En
los departamentos de ahora ya se sabe, el invitado va al baño y los
otros siguen hablando de Biafra y de Michel Foucault, pero hay algo
en el aire como si todo el mundo quisiera olvidarse de que tiene oídos
y al mismo tiempo las orejas se orientan hacia el lugar sagrado que
naturalmente en nuestra sociedad encogida está apenas a tres metro
del lugar donde se desarrollan estas conversaciones de alto nivel, y
es seguro que a pesar de los esfuerzos que hará el invitado ausente
para no manifestar sus actividades, y los de los contertulios para
activar el volumen del diálogo, en algún momento reverberará uno
de esos sordos ruidos que oir se dejan en las circunstancias menos
indicadas, o en el mejor de los casos el rasguido patético de un
papel higiénico de calidad ordinaria cuando se arranca una hoja del
rollo rosa o verde.
Si el invitado que va al baño es Lucas, su horror sólo puede
compararse a la intensidad del cólico que lo ha obligado a
encerrarse en el ominoso reducto.
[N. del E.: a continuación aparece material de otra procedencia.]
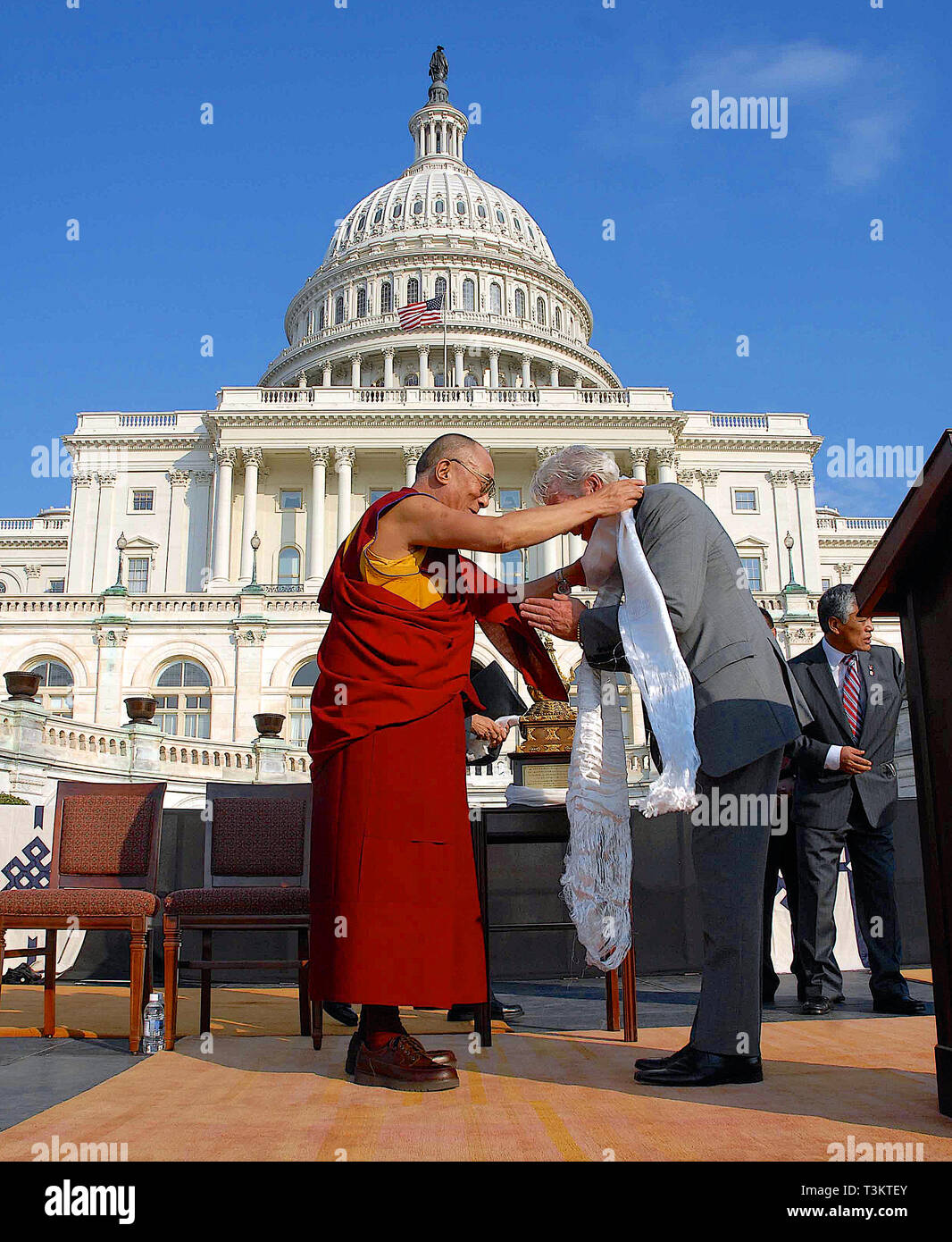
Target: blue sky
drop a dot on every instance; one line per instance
(188, 229)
En ese horor no hay neurosis ni
complejos, sino la certidumbre de un comportamiento intestinal
recurrente, es decir que todo empezará lo mas bien, suave
silencioso, pero ya al final, guardando la misma relación de la pólvora
con los perdigones en un cartucho de caza, una detonación más bein
horrenda hará temblar los cepillos de dientes en sus soportes y
agitarse la cortina de plástico de la ducha.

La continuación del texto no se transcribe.